Ducat Cakes (Dukátové Buchtičky)
Couple of you have asked me for a recipe for dúkatové buchtičky. This is a dish I remember fondly from my childhood. It was a common staple in my elementary school cafeteria, along with ryžový nákyp, probably because they both can be made easily in mass quantities and are popular with kids since they are both sweet. In Slovakia, we have a number of sweet main dishes. This is something I don’t believe is common in the American cuisine. Some other examples include plum dumplings, cabbage flakes, noodes with poppy seeds, and apple bread pudding.
The name of this dish translates as “ducat little buchty”. Buchty are the Slovak traditional baked good. They are sort of like American cookies in that everyone makes them, and in that the recipe varies from grandma to grandma. Ducats on the other hand were the ubiquitous coins of the Europe from the Middle Ages. The picture on the right (from Wikipedia) shows one from the Austro-Hungarian Empire, of which Czechoslovakia was part of until the end of World War I. So these are basically little sweet cakes the size of dukáty. If this were an American dish, they would probably be called the silver dollar cakes…

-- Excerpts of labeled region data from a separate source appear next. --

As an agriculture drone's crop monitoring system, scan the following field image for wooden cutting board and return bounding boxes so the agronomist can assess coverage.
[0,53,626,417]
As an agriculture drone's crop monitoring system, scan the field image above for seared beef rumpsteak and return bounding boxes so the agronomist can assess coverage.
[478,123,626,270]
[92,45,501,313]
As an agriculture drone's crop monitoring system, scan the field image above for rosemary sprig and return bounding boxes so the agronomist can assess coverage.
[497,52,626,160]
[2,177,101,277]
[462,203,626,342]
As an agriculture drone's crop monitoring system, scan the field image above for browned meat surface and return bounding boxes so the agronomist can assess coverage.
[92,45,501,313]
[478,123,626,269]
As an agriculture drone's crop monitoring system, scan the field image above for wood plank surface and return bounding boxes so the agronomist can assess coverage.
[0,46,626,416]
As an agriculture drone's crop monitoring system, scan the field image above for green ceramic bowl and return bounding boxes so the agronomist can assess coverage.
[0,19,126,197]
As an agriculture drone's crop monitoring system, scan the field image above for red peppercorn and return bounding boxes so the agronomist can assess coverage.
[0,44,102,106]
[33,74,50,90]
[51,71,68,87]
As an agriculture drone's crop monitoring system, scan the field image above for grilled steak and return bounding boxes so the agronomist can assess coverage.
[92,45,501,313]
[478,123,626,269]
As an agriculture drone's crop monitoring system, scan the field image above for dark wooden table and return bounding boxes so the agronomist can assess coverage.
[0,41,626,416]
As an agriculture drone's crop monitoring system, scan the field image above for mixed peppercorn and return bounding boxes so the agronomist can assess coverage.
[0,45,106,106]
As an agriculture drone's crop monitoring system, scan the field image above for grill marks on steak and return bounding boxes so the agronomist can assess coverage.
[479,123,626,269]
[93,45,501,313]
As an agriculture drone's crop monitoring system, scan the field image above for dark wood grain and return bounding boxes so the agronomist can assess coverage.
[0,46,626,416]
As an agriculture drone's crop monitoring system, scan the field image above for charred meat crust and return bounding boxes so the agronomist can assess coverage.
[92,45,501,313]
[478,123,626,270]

Unlike the traditional buchty, which are filled with apricot jam or cottage cheese, these are not filled. Instead, they are soaked in a vanilla cream. This makes them somewhat similar to bobalky. In making this dish, I followed the recipe from mimibazar. I also found another recipe in one of the Slovak cookbooks I have, however, that recipe was for some fancier kind I am not familiar with that had layers of ground nuts.
Ingredients: 250g (1 3/4 cups) all purpose flour, 1.5dl (0.6 cups) milk, one packet yeast, 4 teaspoons (25g) sugar, 1 medium egg, 4 tbsp oil, pinch of salt
Cream: Milk, vanilla pudding mix
Prep Time: About 3 hours to let the dough rise and then about 45 minutes
You will end up with a smooth dough. Transfer the dough onto a board dusted with flour and form into a loaf. Then cut into a number of slices. Take each slice between your palms and roll until you get a smooth cylinder.
Transfer the rolls onto a greased baking pan. Brush oil onto the outside side that will be touching another roll to prevent them from sticking. I also tried cutting out few buns with a circular cutter.
Next take a greased spatula and use it to make perpendicular cuts so that you end up with a small square buns. Let rise for about 30 minutes. In the meantime, preheat the oven to 375F. Bake for about 20 minutes.
While the dough is baking, prepare the cream. You could make vanilla cream from scratch by combining corn starch, milk, and vanilla sugar, however, I took the easy way and used one of the Jell-o cook-and-serve vanilla puddings. I didn’t measure the amounts but the important point is to use much less pudding mix than when making pudding so that you end up with thin cream instead of a thick pudding. To serve, separate the buns once they are cool enough to handle and add to the cream. Enjoy!